NASA’s Kepler space telescope is dead. It ran out of fuel back in October of last year, but the incredible wealth of data that it sent back during its life is still being sifted through, and new discoveries are just waiting to be made.
A timely reminder of that fact comes in the form of an all-new exoplanet discovery made by citizen scientists who dedicated their time to combing through Kepler’s logs. The world, called K2-288Bb, appears to be quite special, and researchers who have looked at the data think it might even host liquid water, raising the possibility that the newfound planet is habitable.
The research, which was published in The Astronomical Journal, reveals that K2-288Bb resides in the constellation Taurus and sits around 226 light years away from Earth.

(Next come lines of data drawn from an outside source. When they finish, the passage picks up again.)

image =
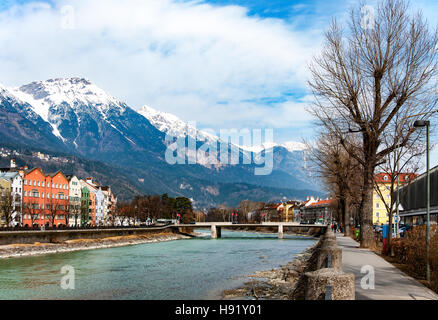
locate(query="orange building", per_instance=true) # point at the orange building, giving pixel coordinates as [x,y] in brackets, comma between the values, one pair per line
[92,207]
[45,198]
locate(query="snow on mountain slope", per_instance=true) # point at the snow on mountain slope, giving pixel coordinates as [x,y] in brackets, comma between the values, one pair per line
[174,126]
[89,120]
[48,98]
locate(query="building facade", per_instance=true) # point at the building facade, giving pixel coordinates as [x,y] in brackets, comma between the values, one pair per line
[383,189]
[14,184]
[320,211]
[413,199]
[74,198]
[45,198]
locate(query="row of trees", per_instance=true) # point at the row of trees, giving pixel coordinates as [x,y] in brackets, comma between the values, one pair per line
[157,207]
[239,214]
[373,79]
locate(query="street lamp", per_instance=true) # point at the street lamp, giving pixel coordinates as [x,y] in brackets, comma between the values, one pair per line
[421,124]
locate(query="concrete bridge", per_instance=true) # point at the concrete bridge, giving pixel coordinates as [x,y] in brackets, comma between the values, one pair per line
[216,227]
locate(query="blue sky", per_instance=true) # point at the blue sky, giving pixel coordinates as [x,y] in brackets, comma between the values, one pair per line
[221,63]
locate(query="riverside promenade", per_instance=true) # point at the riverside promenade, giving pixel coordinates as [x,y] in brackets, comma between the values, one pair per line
[390,282]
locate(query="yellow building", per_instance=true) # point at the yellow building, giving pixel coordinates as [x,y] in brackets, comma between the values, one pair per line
[380,214]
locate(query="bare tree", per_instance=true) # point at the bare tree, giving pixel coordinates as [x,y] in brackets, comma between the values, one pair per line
[404,159]
[369,74]
[339,172]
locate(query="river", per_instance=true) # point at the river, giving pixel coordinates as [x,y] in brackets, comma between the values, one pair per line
[199,268]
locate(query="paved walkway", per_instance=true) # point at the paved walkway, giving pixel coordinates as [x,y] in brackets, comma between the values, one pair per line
[390,282]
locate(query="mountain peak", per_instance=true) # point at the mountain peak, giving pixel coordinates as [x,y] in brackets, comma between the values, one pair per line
[172,125]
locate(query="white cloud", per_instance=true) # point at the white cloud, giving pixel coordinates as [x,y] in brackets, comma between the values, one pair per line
[185,58]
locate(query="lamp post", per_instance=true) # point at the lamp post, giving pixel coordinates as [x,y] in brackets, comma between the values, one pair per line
[421,124]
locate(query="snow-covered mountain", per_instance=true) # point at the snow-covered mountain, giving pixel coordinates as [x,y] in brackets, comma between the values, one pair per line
[289,157]
[174,126]
[75,117]
[89,120]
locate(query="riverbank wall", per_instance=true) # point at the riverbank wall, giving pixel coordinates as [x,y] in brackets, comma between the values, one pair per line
[59,236]
[322,277]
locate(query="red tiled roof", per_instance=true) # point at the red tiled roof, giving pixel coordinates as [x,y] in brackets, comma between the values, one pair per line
[322,203]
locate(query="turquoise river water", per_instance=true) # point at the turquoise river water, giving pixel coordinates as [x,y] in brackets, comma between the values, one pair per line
[199,268]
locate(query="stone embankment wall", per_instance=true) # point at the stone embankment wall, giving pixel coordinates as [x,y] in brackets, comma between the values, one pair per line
[57,236]
[323,278]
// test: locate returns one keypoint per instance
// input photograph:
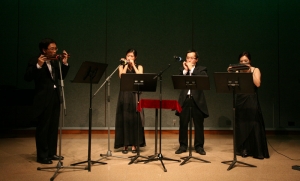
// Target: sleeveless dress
(126, 125)
(250, 137)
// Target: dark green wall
(102, 31)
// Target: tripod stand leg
(233, 162)
(58, 167)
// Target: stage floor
(18, 160)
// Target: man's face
(51, 50)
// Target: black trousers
(197, 117)
(47, 128)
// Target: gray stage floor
(18, 160)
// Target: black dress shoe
(56, 157)
(201, 151)
(44, 161)
(180, 150)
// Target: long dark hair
(45, 43)
(131, 50)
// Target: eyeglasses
(52, 49)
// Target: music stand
(89, 72)
(138, 82)
(108, 153)
(195, 82)
(62, 111)
(234, 83)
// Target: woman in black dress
(126, 127)
(250, 128)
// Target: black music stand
(195, 82)
(138, 82)
(234, 83)
(89, 72)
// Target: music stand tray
(138, 82)
(87, 68)
(195, 82)
(234, 83)
(89, 72)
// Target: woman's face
(130, 56)
(244, 60)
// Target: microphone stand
(63, 113)
(159, 155)
(108, 154)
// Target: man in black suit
(44, 71)
(199, 107)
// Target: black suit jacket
(198, 95)
(44, 84)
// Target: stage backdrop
(102, 31)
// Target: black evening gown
(250, 128)
(126, 125)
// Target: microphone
(179, 59)
(124, 62)
(63, 55)
(58, 56)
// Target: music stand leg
(89, 161)
(133, 158)
(159, 156)
(187, 158)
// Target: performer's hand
(42, 58)
(65, 57)
(247, 70)
(190, 65)
(131, 62)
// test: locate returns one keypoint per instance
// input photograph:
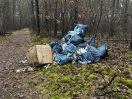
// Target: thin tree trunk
(55, 19)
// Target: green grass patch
(2, 39)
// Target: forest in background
(109, 21)
(106, 18)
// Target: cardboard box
(39, 55)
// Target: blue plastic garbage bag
(82, 45)
(95, 53)
(91, 41)
(86, 58)
(52, 44)
(57, 48)
(62, 59)
(75, 39)
(70, 49)
(102, 49)
(81, 29)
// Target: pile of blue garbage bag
(73, 47)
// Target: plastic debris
(72, 47)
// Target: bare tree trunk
(111, 29)
(63, 16)
(32, 14)
(131, 40)
(125, 19)
(55, 18)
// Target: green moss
(127, 71)
(110, 53)
(2, 39)
(65, 79)
(113, 72)
(93, 77)
(126, 82)
(128, 55)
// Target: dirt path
(11, 84)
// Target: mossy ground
(76, 81)
(2, 39)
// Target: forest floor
(111, 77)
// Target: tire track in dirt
(10, 54)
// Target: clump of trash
(73, 48)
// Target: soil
(12, 85)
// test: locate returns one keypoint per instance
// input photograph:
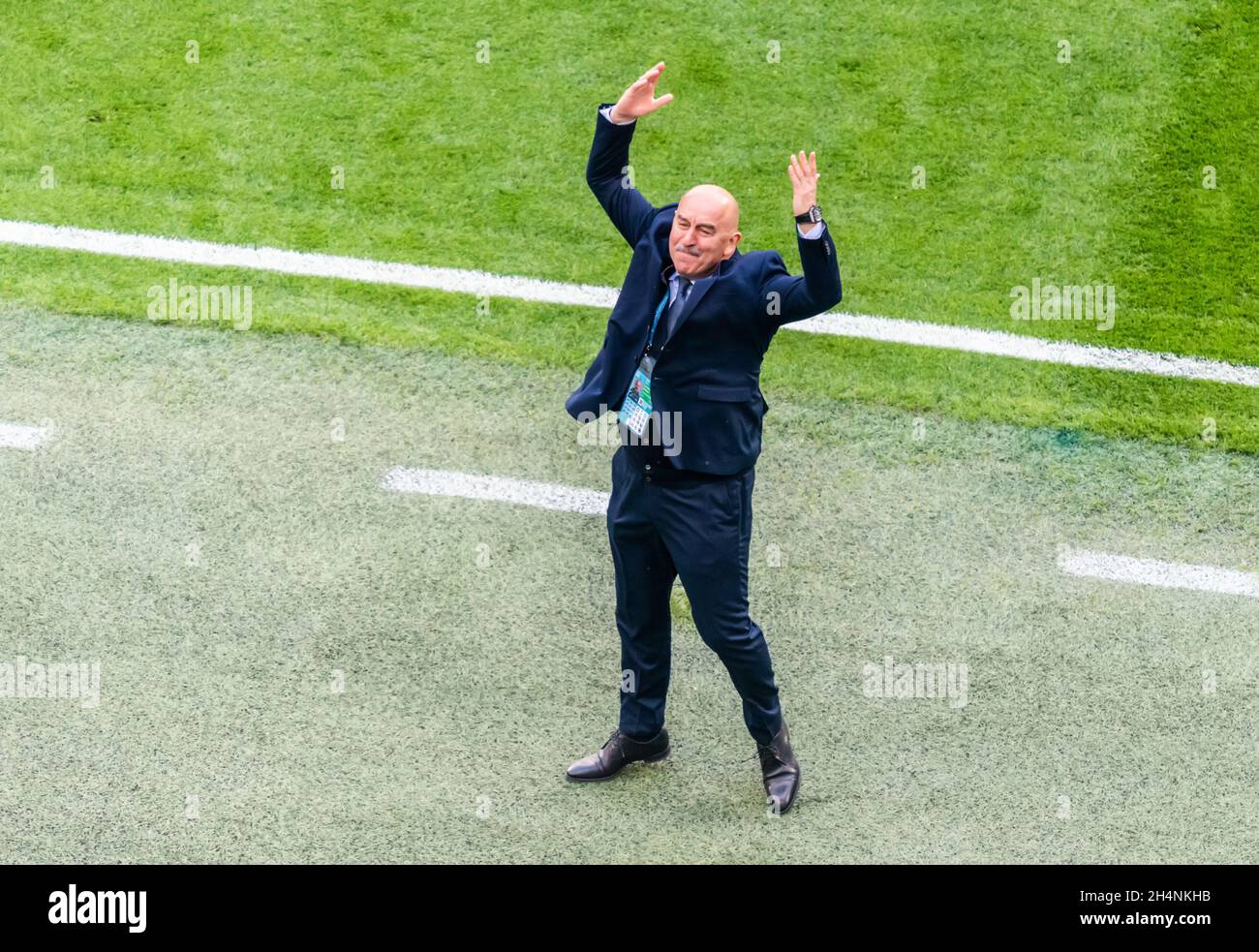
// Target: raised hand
(804, 181)
(638, 100)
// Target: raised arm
(607, 171)
(792, 298)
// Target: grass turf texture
(1070, 172)
(470, 687)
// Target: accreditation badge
(636, 407)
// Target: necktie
(684, 289)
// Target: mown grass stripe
(479, 282)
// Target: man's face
(705, 230)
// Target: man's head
(705, 230)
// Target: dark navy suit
(685, 508)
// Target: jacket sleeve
(788, 298)
(607, 175)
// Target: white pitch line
(451, 482)
(15, 436)
(479, 282)
(1153, 571)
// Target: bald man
(680, 365)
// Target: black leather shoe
(780, 771)
(616, 753)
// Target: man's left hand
(804, 181)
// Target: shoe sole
(794, 796)
(654, 758)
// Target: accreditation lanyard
(636, 407)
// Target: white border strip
(479, 282)
(15, 436)
(1153, 571)
(451, 482)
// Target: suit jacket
(709, 370)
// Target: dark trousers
(663, 524)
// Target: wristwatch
(814, 214)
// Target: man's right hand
(638, 99)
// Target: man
(685, 342)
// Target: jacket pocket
(728, 394)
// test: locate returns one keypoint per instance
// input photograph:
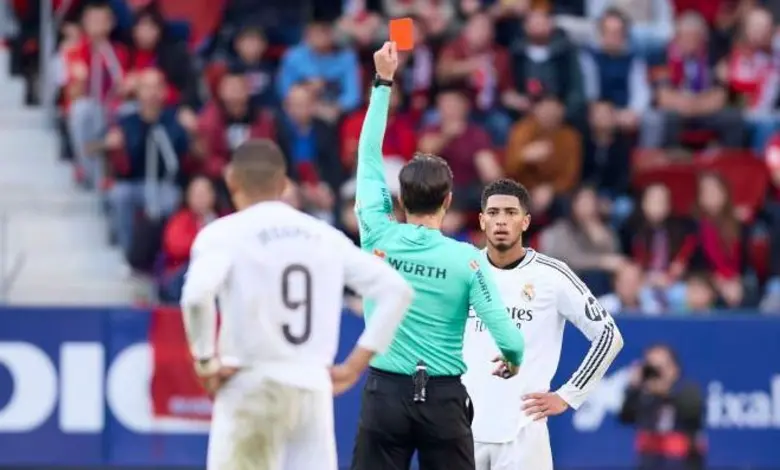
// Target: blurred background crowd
(645, 130)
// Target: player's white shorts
(260, 424)
(530, 451)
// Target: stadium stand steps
(55, 233)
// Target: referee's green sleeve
(488, 306)
(373, 202)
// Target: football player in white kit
(541, 294)
(279, 277)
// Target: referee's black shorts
(392, 426)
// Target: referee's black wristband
(379, 81)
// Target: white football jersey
(540, 294)
(279, 276)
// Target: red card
(402, 33)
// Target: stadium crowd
(645, 130)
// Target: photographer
(667, 412)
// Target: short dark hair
(613, 12)
(96, 5)
(425, 183)
(507, 187)
(257, 164)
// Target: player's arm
(488, 306)
(373, 202)
(209, 267)
(373, 279)
(578, 305)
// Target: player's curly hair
(507, 187)
(425, 183)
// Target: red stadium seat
(203, 16)
(680, 179)
(747, 176)
(698, 138)
(758, 256)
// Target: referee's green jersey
(448, 276)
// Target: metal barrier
(9, 268)
(48, 32)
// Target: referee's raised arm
(414, 400)
(373, 202)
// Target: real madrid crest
(528, 292)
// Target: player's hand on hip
(542, 405)
(386, 60)
(504, 369)
(344, 377)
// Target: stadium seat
(758, 256)
(680, 179)
(746, 175)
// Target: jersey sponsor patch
(529, 292)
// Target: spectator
(179, 234)
(689, 96)
(543, 150)
(360, 26)
(771, 216)
(662, 245)
(149, 146)
(332, 72)
(153, 48)
(751, 73)
(612, 73)
(465, 145)
(630, 294)
(400, 137)
(699, 296)
(652, 23)
(283, 20)
(607, 159)
(228, 121)
(251, 61)
(311, 145)
(96, 70)
(476, 63)
(720, 237)
(667, 412)
(547, 65)
(585, 242)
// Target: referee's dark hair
(426, 181)
(507, 187)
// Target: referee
(413, 399)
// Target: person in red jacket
(96, 73)
(180, 232)
(720, 237)
(228, 121)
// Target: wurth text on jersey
(417, 269)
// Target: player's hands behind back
(344, 377)
(213, 375)
(386, 61)
(542, 405)
(503, 368)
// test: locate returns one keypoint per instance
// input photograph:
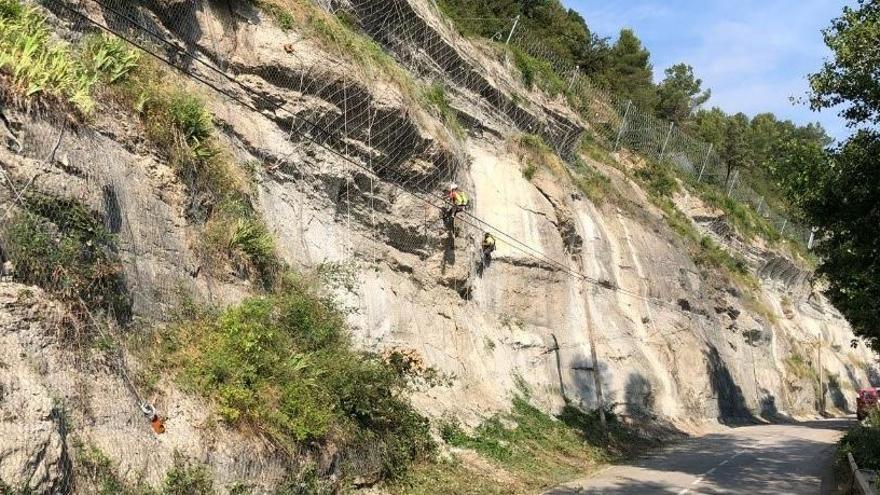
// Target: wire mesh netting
(83, 217)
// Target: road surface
(772, 459)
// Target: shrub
(658, 178)
(59, 245)
(109, 57)
(234, 233)
(862, 441)
(435, 96)
(283, 365)
(178, 123)
(187, 478)
(537, 72)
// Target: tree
(629, 71)
(852, 77)
(680, 94)
(838, 191)
(710, 126)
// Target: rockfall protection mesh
(85, 196)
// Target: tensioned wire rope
(476, 222)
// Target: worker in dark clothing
(488, 249)
(458, 201)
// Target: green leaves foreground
(282, 366)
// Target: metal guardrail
(863, 479)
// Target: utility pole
(820, 373)
(623, 125)
(705, 161)
(597, 379)
(733, 182)
(668, 135)
(515, 22)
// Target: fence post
(666, 142)
(573, 77)
(622, 125)
(732, 183)
(705, 161)
(515, 22)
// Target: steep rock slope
(350, 175)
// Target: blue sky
(754, 55)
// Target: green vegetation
(337, 35)
(861, 441)
(96, 473)
(61, 246)
(435, 97)
(797, 366)
(110, 58)
(660, 183)
(187, 478)
(178, 124)
(532, 448)
(235, 234)
(282, 366)
(837, 190)
(35, 64)
(593, 184)
(537, 73)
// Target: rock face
(674, 342)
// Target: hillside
(237, 220)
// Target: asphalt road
(772, 459)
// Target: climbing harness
(156, 422)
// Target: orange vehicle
(866, 401)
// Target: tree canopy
(838, 190)
(680, 94)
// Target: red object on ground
(867, 400)
(158, 424)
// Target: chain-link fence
(622, 125)
(95, 216)
(637, 129)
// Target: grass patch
(36, 64)
(658, 179)
(797, 366)
(179, 125)
(62, 247)
(337, 35)
(742, 217)
(591, 147)
(95, 472)
(592, 183)
(536, 72)
(450, 476)
(435, 97)
(281, 366)
(235, 234)
(540, 450)
(861, 441)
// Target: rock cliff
(350, 172)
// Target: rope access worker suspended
(488, 248)
(458, 200)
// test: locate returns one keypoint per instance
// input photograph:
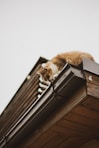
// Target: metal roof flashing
(69, 81)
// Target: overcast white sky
(33, 28)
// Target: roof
(63, 116)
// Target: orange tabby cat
(51, 69)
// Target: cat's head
(45, 72)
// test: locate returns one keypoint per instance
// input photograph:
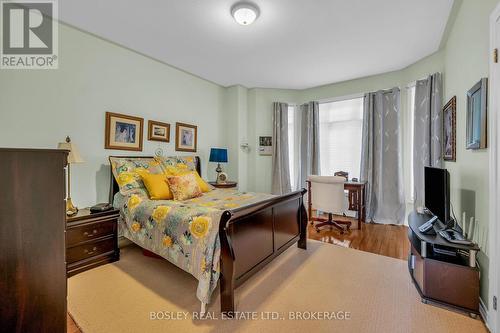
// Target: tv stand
(448, 280)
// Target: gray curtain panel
(381, 157)
(281, 167)
(308, 163)
(428, 131)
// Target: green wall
(463, 60)
(466, 62)
(38, 108)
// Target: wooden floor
(386, 240)
(72, 328)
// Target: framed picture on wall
(265, 145)
(449, 130)
(477, 101)
(186, 137)
(123, 132)
(158, 131)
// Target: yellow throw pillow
(204, 186)
(184, 187)
(181, 169)
(157, 186)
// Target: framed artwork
(123, 132)
(477, 101)
(450, 130)
(186, 137)
(158, 131)
(265, 145)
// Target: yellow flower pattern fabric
(200, 226)
(184, 187)
(127, 172)
(134, 201)
(160, 213)
(186, 233)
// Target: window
(291, 144)
(340, 133)
(411, 116)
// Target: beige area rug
(375, 291)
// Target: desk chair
(326, 194)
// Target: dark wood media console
(451, 281)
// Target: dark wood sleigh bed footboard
(252, 236)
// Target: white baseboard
(484, 313)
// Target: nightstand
(227, 184)
(91, 240)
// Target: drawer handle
(86, 233)
(90, 252)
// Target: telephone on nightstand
(427, 227)
(102, 207)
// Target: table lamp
(73, 157)
(218, 155)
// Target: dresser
(91, 240)
(32, 245)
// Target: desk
(357, 199)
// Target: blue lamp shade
(218, 155)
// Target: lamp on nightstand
(219, 155)
(73, 157)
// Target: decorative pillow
(184, 187)
(127, 172)
(157, 186)
(187, 162)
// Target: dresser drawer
(89, 250)
(89, 231)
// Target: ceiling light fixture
(244, 13)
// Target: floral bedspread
(183, 232)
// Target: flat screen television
(437, 193)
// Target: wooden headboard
(114, 188)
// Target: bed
(224, 235)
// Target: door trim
(494, 187)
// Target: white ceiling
(293, 44)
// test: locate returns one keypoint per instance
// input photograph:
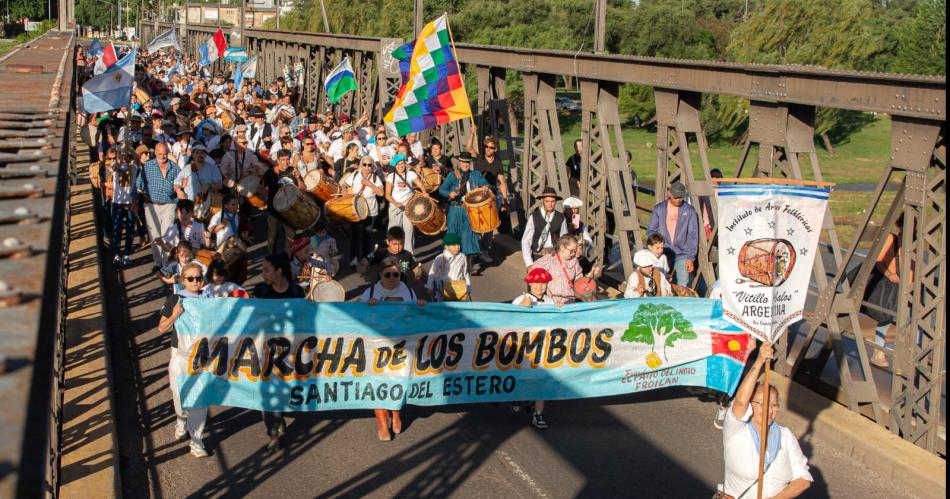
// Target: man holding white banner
(768, 238)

The planet orbits a binary star system consisting of two stars that are smaller than our own Sun. Compared to the Sun, the larger of the two stars in the binary system is around half as massive, while the smaller is only about one-third as massive.
As far as what the planet may be like, the jury is still out. It’s clear that the world is significantly larger than Earth, about twice the size, but it’s located within what scientists consider the habitable zone of its system. If it’s a rocky world like Earth, chances are good that it could support water on its surface, but it might also be a gassy “sub-Neptune” planet which would be hostile to life as we know it.
The discovery is unique for a number of reasons — not least of which is that it was made by amateur astronomers — but the biggest surprise for scientists was its size. As NASA’s JPL notes in a blog post, planets between 1.5 and 2 times the size of Earth are seemingly rare based on the exoplanet data we’ve gathered thus far.